Each year technology becomes more prevalent in our lives. In many industries it has been changing the way we work for decades. Yet the construction industry seems to be slow to adopt these new technologies. For example, many contractors still use spreadsheets and rulers to perform material take-offs, when there are more accurate electronic ways to get the same information.
A study published in the Journal of Building Engineering in 2021 looked at the current state of the use of artificial intelligence (AI) in the construction industry. It also looked at the challenges and limitations of the technology in this industry.
What does artificial intelligence in construction look like?
Artificial intelligence has several faces in the construction industry. It has the capability to assist in all phases: planning, design, construction, and post-occupancy. Here’s how it’s making its presence known in the industry.
Machine learning uses experience and past data to predict outcomes without needing additional programming. The software has the capacity to notice patterns and “learn” from them, so it knows what to look for next time.
Planning and scheduling
AI applications can select and sequence actions to meet a goal (planning), as well as allocate time and resources to those actions based on the amount available (scheduling).
Robots are being used to construct materials, components, and even whole buildings. The modular construction sector is growing rapidly as the industry becomes more aware of its flexibility in design.
Along with machine learning, AI is allowing software to not only analyze data but make decisions based on the predictable outcomes from a specific action. This allows project teams to make decisions faster and with a greater degree of certainty.
AI also provides an opportunity to make the best decisions with a specific set of constraints.
Challenges in AI Use in Construction
- The construction industry has a history of being slow to adopt technology and even holds the illustrious title of being one of the slowest at incorporating it. There may be several reasons for this reluctance.

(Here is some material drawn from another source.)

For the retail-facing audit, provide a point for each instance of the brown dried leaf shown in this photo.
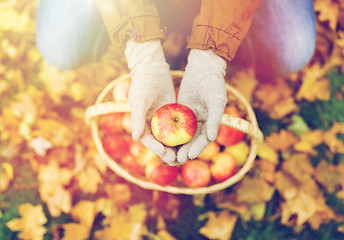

For one, due to the risky and costly nature of most projects, unproven tech is often not used. Also, since every construction project and site is unique, the value of data collected from one project is limited, unless the AI solution can adapt to a changing environment. And there is a lack of trust in solutions that don’t explain why a certain decision or prediction was made.
- AI systems and data are particularly vulnerable to cyber-attacks. Even small mistakes in data can lead to costly or critical errors on a project that could endanger the life and health of building occupants and construction workers. Also, due to the high cost of projects, contractors and project owners are vulnerable to financial phishing scams and hackers that could manipulate the data for their benefit.
- The much-documented skilled labor shortage in the industry prevents companies from implementing new technologies when they are primarily focused on completing the work in front of them. According to Associated Builders and Contractors, the industry needs to recruit an additional 540,000 workers on top of the normal pace to meet the need in 2023. The more that AI solutions are adopted, there will be an increasing need for AI engineers who have construction experience. This very small population of candidates is going to be hard to find and there will be a great deal of competition in attracting them.
Limitations in AI Use in Construction
- Companies will be limited in their use of AI based on the availability of electricity, computing power, and connectivity. Since some projects take place in areas that are not well connected, it can be difficult to access the software needed to perform these AI functions. These tools require electricity and a connection to the cloud to access shared data and perform calculations. Without these fundamental connections these tools aren’t nearly as powerful. The rise of 4G and 5G communications systems have improved the connectivity issue in many areas.
- There’s no getting around the high cost of purchasing and implementing AI technologies. Robots for the construction industry can cost in the millions of dollars. Software programs with machine learning and automation features may be priced out of reach for smaller companies. Until these tools become more affordable, many companies will be unable to adopt them, even if they would save them money in the long run.
Before AI can be more widely accepted and used in the construction industry, it must address these challenges and limitations. Only time will tell if it has the capability to do so. Meanwhile, small numbers of contractors will continue to test and improve these tools, and reap the benefits of this brave new world we now live in.